In the last two years, the term prompt engineer has gone from promising to lagging. The professional, who emerged to fill the gap of efficient interactions with language models, has consolidated amid the rise of LLMs as a key player in extracting relevant responses. A global McKinsey survey revealed that 7% of organizations adopting AI had already hired prompt engineers, indicating early adoption of this function in various industries.
The work of elaborating precise commands, previously considered differential, has been progressively automated. Tools such as DSPy exemplify this movement by transforming the adjustment of prompts into a programmatic process, capable of generating, testing, analyzing and optimizing instructions in real time. This dynamic calls into question the need to keep professionals dedicated exclusively to this function.
The essence of prompt engineering has always been linked to trial and error.Variable sentences, analyzing results and adjusting parameters constituted a handmade process, which, although effective in early stages, lacked scalability and consistency.Automation breaks with these limitations by offering continuous optimization cycles, less susceptible to human errors and more suited to the increasing complexity of AI applications.
This transition also reflects a conceptual change, in which the focus is no longer manual“prompting” to become a programming process.As the manual choice of neural network weights was replaced by optimization algorithms, prompt writing is now treated as a technical problem to be solved systematically. The result is predictability and speed at levels unattainable by isolated human action.
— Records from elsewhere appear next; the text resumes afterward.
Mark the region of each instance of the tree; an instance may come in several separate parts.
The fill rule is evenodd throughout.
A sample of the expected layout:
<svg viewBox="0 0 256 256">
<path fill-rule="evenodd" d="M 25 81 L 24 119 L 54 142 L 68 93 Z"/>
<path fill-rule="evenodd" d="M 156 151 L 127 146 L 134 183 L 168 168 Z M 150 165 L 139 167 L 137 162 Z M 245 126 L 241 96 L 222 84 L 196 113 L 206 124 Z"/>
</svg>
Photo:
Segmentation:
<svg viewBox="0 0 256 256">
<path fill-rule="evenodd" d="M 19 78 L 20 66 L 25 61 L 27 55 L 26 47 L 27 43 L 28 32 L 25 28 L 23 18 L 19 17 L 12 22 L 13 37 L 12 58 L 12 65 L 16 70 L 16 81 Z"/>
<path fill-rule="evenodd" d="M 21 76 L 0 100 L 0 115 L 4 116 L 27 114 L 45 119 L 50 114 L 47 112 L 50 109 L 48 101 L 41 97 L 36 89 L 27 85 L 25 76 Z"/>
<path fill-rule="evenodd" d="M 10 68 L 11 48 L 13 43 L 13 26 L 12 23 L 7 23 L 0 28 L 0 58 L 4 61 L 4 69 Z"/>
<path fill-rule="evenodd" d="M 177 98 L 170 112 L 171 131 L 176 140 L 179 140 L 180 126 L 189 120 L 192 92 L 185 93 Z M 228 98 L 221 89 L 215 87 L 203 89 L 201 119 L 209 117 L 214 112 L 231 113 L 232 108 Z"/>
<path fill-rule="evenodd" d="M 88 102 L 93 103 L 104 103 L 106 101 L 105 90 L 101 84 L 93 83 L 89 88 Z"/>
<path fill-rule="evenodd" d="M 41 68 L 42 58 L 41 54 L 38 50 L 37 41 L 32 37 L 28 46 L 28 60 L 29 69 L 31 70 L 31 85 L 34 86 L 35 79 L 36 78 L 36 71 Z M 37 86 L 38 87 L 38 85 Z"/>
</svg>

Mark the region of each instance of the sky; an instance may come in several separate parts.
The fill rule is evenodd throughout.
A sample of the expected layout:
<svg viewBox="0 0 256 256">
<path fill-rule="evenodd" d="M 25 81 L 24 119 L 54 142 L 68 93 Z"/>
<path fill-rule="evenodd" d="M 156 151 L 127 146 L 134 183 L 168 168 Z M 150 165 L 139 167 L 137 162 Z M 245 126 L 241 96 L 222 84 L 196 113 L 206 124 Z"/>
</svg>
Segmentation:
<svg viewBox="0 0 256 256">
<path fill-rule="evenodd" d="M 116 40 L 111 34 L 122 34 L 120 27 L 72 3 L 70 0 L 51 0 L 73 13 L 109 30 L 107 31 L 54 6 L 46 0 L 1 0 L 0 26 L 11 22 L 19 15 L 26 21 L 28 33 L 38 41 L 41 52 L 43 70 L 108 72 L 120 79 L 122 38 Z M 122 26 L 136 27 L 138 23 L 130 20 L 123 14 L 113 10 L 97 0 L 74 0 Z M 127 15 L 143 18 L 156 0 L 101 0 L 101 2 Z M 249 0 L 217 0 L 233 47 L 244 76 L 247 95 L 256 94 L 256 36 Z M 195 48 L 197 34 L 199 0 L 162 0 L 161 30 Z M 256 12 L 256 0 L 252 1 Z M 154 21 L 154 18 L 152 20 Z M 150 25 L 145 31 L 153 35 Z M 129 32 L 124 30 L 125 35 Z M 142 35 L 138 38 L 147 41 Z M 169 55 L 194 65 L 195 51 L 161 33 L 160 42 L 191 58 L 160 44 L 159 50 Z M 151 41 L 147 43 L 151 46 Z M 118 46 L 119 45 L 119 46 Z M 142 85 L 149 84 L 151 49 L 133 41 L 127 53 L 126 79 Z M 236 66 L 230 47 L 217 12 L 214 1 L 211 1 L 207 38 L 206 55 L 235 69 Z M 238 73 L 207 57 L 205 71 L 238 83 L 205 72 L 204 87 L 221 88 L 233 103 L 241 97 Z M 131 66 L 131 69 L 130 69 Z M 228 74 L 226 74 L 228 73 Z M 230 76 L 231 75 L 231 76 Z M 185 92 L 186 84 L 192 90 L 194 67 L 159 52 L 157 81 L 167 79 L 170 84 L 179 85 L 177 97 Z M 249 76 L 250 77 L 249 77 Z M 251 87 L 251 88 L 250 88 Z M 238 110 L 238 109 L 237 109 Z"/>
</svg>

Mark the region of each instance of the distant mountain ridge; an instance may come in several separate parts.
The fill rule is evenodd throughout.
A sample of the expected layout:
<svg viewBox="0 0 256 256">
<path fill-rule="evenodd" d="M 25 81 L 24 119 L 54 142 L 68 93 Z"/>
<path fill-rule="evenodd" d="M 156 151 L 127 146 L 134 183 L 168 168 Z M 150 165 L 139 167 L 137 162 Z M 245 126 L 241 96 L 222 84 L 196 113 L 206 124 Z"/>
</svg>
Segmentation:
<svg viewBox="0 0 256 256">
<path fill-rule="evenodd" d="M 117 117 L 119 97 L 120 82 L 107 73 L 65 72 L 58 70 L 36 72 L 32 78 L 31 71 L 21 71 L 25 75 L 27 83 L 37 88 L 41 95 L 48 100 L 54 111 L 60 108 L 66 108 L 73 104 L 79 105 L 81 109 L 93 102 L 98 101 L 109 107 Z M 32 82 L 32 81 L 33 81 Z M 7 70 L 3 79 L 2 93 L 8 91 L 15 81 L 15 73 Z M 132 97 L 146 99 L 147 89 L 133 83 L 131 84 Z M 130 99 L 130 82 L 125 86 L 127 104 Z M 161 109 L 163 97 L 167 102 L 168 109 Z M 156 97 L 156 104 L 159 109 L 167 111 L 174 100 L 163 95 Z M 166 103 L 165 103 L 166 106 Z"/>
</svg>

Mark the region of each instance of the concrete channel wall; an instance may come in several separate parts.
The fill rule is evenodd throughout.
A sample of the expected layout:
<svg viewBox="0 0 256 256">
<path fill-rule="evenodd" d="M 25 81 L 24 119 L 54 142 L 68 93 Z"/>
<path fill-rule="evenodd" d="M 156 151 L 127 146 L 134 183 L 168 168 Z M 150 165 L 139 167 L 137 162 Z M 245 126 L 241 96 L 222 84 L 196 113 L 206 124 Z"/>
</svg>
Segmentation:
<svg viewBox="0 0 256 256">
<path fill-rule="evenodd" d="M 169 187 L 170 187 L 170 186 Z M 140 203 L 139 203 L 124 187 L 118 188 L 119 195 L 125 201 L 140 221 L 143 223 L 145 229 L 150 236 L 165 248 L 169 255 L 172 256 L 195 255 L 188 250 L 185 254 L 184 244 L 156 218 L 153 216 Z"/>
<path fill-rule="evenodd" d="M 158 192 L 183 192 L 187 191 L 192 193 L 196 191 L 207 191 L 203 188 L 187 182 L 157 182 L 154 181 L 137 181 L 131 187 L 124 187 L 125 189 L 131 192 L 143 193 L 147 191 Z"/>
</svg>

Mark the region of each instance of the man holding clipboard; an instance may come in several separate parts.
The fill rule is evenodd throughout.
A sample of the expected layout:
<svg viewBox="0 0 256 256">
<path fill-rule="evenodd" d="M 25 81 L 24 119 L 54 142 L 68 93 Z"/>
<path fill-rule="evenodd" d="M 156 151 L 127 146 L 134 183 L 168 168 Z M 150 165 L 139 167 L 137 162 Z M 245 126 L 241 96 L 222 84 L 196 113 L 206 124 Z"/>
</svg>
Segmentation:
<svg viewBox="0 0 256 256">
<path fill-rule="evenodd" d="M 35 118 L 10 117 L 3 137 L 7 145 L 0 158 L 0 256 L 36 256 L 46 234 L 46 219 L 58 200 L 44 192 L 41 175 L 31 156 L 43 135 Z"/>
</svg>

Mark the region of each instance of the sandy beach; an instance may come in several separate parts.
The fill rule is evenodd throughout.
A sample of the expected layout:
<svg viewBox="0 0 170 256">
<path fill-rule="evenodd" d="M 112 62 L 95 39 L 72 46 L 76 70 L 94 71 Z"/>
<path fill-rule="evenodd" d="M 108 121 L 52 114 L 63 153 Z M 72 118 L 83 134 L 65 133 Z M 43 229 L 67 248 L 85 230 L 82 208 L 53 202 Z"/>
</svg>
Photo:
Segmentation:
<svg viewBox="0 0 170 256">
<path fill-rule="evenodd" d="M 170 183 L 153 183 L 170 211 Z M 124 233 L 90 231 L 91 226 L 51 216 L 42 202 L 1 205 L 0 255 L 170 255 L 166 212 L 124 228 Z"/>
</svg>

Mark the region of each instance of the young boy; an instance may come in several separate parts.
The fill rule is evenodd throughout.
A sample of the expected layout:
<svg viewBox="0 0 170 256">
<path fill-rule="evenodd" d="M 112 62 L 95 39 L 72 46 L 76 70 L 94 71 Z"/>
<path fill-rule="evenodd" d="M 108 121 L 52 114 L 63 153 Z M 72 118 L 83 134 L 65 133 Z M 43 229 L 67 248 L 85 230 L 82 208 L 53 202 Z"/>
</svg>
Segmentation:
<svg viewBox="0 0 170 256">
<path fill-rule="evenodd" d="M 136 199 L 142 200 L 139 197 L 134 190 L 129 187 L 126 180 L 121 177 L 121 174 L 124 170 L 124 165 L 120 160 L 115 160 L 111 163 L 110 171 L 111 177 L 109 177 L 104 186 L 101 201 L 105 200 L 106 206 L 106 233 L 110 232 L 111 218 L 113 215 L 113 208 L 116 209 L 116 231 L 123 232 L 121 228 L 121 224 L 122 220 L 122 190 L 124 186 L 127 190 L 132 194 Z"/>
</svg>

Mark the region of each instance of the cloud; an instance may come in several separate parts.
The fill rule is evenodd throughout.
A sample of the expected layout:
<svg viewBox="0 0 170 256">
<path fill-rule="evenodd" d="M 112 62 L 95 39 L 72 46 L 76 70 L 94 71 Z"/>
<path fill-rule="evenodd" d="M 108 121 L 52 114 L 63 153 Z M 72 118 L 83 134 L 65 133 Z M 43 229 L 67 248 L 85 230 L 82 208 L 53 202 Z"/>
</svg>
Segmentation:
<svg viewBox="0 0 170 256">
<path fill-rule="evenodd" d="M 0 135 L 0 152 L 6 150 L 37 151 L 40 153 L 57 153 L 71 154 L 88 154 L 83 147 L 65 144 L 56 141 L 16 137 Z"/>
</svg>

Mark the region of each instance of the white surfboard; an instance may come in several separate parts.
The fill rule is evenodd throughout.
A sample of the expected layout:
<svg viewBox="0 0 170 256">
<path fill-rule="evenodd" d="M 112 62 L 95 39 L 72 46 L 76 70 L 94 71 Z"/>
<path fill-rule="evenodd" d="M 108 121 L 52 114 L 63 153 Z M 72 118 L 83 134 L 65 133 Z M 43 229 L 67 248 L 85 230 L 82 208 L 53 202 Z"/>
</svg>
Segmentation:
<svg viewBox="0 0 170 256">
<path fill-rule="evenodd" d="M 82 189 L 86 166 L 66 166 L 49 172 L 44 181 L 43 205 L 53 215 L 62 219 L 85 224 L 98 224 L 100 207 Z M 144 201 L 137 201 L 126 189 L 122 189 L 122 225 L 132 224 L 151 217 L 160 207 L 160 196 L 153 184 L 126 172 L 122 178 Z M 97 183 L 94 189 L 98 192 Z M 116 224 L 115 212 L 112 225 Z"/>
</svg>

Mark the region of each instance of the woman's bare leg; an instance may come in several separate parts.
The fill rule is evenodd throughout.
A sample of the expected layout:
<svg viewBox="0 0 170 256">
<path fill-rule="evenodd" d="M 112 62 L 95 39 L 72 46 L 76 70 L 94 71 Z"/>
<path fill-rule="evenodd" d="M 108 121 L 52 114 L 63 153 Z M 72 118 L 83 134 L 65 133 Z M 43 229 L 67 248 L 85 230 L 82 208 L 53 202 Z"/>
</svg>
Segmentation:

The impact goes beyond operational efficiency. The gradual extinction of the prompt engineer figure shows how specializations can become transient in the face of automation. Professions arise to fill temporary gaps until more sophisticated tools incorporate them natively.
The change also shows a recurring pattern of technological evolution, where everything that can be systematized tends to be automated. The discipline of prompt engineering, by its very nature, has become an inevitable target. The professional who was limited to textual interaction with models now sees his space compressed by pipelines that assume this function continuously and autonomously.
This displacement does not mean the elimination of accumulated knowledge, but its redistribution. Understanding the functioning of language models and their limitations remains relevant, but the application becomes more abstract levels of the value chain. The difference is in who designs and integrates systems, not in who directly manipulates the text of the command.
The disappearance of the prompt engineer as an isolated specialization confirms the speed with which artificial intelligence redefines professional functions. The episode signals a broader alert, in which adaptations that previously took decades now happen in a matter of a few years.In a scenario in which automation absorbs even emerging intellectual activities, flexibility and strategic anticipation become indispensable for professionals and organizations.